A full-blown international tribunal for Somali pirates is among options the U.N. chief proposed Wednesday to better prosecute ongoing ship attacks off the African coast.
/ Source: The Associated Press

A full-blown international tribunal for Somali pirates is among options the U.N. chief proposed Wednesday to better prosecute ongoing ship attacks off the African coast.

U.N. Secretary-General Ban Ki-moon offered the Security Council seven options for grappling with the piracy problem, ranging from simple legal support for individual nations to a full international court established by the council, the U.N.'s most powerful body.

Ban also condemned Tuesday's deadly hotel attack in the Somali capital of Mogadishu — the latest example of violence and anarchy that has plagued the country for two decades. Gunfire and a suicide explosion killed 32 people in the attack by militants on a small hotel.

Piracy has become a lucrative business for organized criminal gangs who board ships in the Gulf of Aden or the Indian Ocean — one of the world's busiest sea lanes — and hold them, their crews and cargos for ransom.

Ban said that during the past seven months there have been 139 piracy-related incidents off Somalia's coast. Thirty ships have been hijacked. Seventeen ships and 450 seafarers currently are being held for ransom.

The 15-member Security Council has imposed sanctions on pirates and authorized countries to pursue them in Somalia's territorial waters, using "all necessary means to repress acts of piracy and armed robbery at sea."

But prosecution of accused pirates has proved difficult, even for the United States. Last week, an American judge dismissed piracy charges against six Somali men accused of attacking a Navy ship off the African coast.

Issuing his ruling in Norfolk, Virginia, U.S. District Judge Raymond A. Jackson concluded that the American government failed to make the case that the men engaged in piracy during an alleged April 10 attack on the USS Ashland in the Gulf of Aden. Defense attorneys had argued that the Ashland defendants did not meet the U.S. legal definition of piracy because they did not take command of and rob the amphibious dock landing ship.

The so-called Contact Group on Somalia, comprising neighbors and other interested countries, has been discussing various legal options for dealing with the piracy problem. But Russia, a Security Council member, earlier this year asked Ban to present options and for the council to get involved.

The Security Council welcomed Ban's options. It said Ban's proposals provide "a solid base for future work in order to enhance international, regional and nations cooperation in bringing pirates to justice."

The options are: basic support for nations in prosecuting suspected pirates; establishment of a Somali court, applying Somali law, in a third state in the region; two variants for helping a regional state or states to establish a special court inside its existing judicial system to conduct piracy trials; a regional court establishment by regional states and the African Union; a international "hybrid" tribunal with national participation by a state in the region; a full internatinal tribunal, established by the Security Council.

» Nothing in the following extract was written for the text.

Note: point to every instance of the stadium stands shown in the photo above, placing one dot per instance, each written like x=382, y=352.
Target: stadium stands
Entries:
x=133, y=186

In a statement read by Russian Ambassador Vitaly Churkin, the council president, the group said it understood the challenges in prosecuting the alleged pirates, including the limited judicial capability and prison capacity of area nations.

Ban said all of his options require the political will and financial commitment of U.N. member states. Needed are a host state, and a structure for prosecuting and imprisoning a large number of suspects arrested at sea.

The secretary-general said Kenya and Seychelles had stepped up in the fight against piracy and Tanzania and Mauritius indicated they would join them. Eleven member states have prosecuted or have convicted nearly 600 Somali men of piracy in the past 18 months, he said.

Somalia has not had an effective government since 1991 when warlords overthrew a longtime dictator and then turned on each other, plunging the country into chaos.

A transitional government was established in 2004 but only controls a few blocks in Mogadishu and depends on the 5,100-strong African Union peacekeeping force. Islamic insurgents control much of the capital and are trying to topple the fragile government.